By:
Dr. Jeff Masters,
1:39 PM GMT on July 06, 2006
An area of disturbed weather over South Florida, the Bahama Islands, and Cuba is associated with a broad trough of surface low pressure and an upper-level low pressure system.
Wind shear is down to 5-15 knots, which is marginally favorable for development. Water temperatures are very favorable, 28 - 29 C. The center of the upper low has drifted to a position at the extreme southwestern corner of Florida. There are a few impressive thunderstorms kicking up near the center of circulation, but this activity is of pretty limited coverage, and development into a tropical depression is unlikely today. Winds at the surface do show a U-shaped pattern (a trough) curving around an axis of low pressure in the region, but there is no closed circulation at the surface. There is only a closed circulation in the upper atmosphere.

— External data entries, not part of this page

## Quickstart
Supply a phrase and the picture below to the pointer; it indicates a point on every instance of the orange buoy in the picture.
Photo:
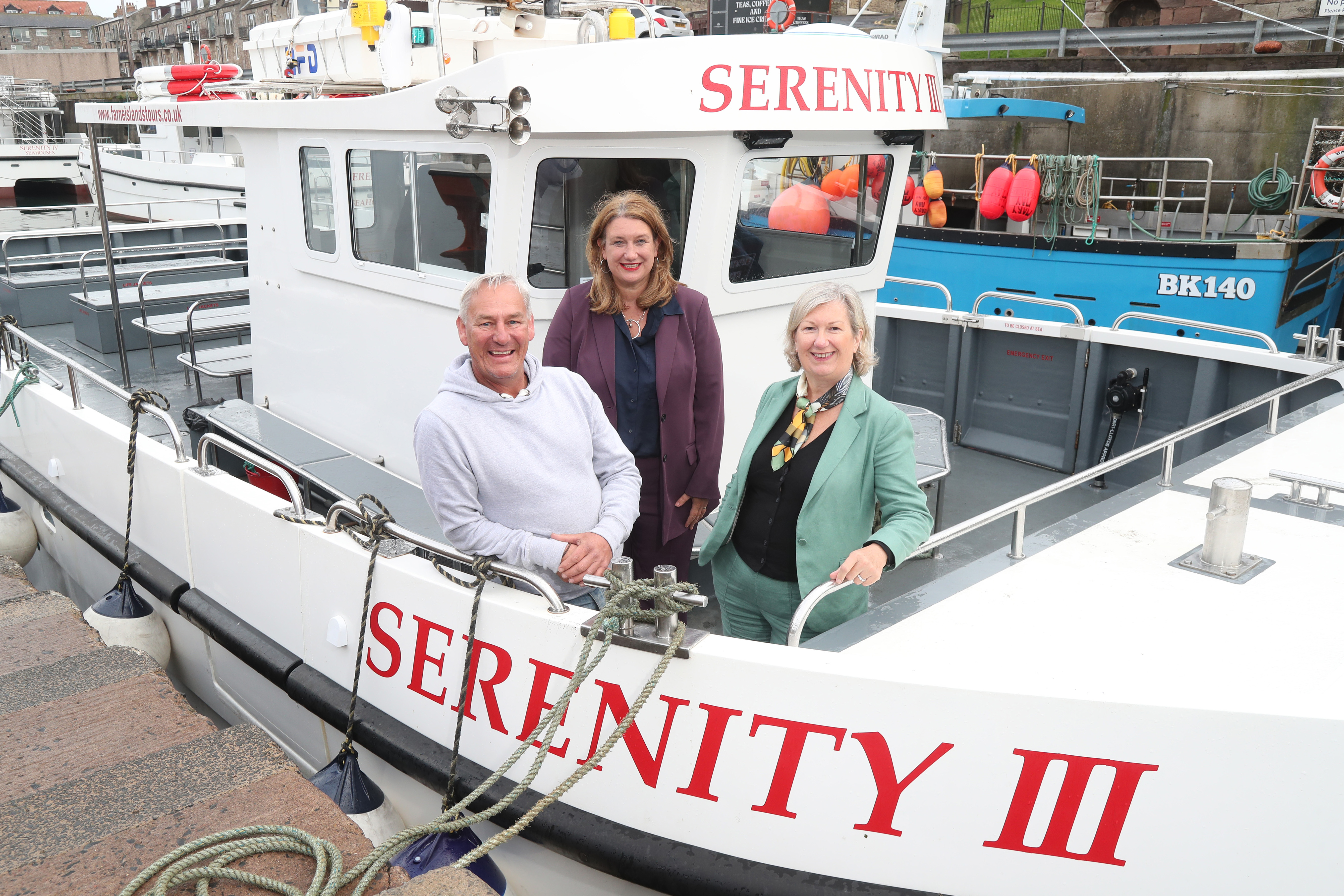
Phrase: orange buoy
(994, 198)
(920, 205)
(933, 183)
(802, 209)
(937, 214)
(831, 183)
(1023, 194)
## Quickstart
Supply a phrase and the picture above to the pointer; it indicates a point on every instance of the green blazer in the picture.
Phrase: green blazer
(867, 464)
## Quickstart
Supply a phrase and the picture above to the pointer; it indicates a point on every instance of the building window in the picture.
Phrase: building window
(315, 174)
(795, 218)
(566, 194)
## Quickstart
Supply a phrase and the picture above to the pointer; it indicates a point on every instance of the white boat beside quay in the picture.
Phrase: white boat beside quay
(1066, 698)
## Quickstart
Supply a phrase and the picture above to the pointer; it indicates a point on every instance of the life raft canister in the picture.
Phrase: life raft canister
(1320, 193)
(771, 25)
(1023, 194)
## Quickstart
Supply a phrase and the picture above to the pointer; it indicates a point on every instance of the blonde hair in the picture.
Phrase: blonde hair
(865, 358)
(631, 203)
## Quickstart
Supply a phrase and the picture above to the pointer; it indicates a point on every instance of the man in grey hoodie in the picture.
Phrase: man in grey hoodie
(519, 460)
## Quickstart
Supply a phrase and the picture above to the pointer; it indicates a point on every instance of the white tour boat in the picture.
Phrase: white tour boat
(33, 156)
(1096, 707)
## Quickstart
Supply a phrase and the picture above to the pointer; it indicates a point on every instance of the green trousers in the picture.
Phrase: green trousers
(755, 606)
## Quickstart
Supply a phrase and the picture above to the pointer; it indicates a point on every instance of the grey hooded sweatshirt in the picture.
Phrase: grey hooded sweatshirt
(504, 473)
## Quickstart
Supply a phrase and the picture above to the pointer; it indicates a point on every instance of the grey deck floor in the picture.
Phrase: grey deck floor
(978, 483)
(167, 378)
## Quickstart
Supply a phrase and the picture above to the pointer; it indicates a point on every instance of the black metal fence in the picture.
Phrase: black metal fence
(988, 18)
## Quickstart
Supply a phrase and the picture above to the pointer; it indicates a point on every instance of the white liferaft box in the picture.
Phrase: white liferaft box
(329, 49)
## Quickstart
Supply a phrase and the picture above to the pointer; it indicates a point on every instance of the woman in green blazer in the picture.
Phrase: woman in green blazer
(826, 450)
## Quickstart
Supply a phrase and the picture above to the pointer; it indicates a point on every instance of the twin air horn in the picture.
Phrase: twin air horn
(463, 111)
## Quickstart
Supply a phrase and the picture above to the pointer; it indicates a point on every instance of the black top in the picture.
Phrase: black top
(768, 522)
(636, 383)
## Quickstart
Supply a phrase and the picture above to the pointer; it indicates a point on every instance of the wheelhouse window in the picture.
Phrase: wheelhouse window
(452, 210)
(568, 193)
(315, 174)
(808, 214)
(427, 212)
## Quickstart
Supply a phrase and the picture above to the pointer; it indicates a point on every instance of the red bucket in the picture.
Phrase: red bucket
(265, 481)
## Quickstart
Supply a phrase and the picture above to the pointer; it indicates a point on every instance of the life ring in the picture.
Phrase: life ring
(771, 25)
(1320, 193)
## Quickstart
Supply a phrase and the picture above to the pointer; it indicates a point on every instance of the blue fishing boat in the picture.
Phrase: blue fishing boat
(1132, 241)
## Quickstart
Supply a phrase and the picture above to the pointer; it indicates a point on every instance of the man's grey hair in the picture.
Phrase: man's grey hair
(493, 281)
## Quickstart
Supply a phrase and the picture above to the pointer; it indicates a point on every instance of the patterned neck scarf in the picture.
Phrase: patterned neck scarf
(804, 417)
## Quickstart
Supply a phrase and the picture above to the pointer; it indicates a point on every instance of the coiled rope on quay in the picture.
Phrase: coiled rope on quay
(210, 858)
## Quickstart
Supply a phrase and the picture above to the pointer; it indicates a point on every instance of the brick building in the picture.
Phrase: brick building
(42, 25)
(154, 36)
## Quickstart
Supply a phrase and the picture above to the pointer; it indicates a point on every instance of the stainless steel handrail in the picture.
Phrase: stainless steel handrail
(924, 283)
(542, 586)
(1182, 322)
(1019, 507)
(74, 393)
(810, 604)
(1034, 300)
(1167, 445)
(296, 496)
(29, 234)
(84, 283)
(144, 316)
(119, 252)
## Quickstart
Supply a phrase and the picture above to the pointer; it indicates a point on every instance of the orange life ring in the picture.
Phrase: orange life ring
(1320, 193)
(771, 25)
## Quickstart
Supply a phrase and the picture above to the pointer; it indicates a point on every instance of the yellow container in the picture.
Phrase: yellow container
(367, 15)
(620, 26)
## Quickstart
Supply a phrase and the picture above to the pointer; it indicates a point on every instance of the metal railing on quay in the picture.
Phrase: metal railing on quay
(119, 252)
(74, 367)
(1018, 507)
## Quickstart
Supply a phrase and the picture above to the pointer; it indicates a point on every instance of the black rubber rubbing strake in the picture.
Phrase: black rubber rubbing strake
(154, 577)
(240, 639)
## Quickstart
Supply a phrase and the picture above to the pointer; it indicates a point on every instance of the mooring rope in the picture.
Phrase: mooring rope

Development is being hindered by the system's close proximity to land, and it will do better if it can move away from the coast. The NOGAPS model is suggesting that the low may move more into the Gulf of Mexico and show some slow development, but the rest of the models disagree. They indicate that the current low will not develop at all, but that a new low associated with the same surface trough of low pressure will develop on Saturday south of the Carolinas. This system would then get swept up the coast this weekend, possibly bringing strong winds to Cape Hatteras. The storm would continue moving up the coast, passing several hundred miles east of Cape Cod on Sunday night.
Figure 1. Current satellite image of the blob of disturbed weather over South Florida.
The rest of the tropical Atlantic is quiet today. A large area of African dust covers the entire Atlantic between Africa and the eastern Caribbean, and will act to suppress tropical storm formation in those regions over the next few days.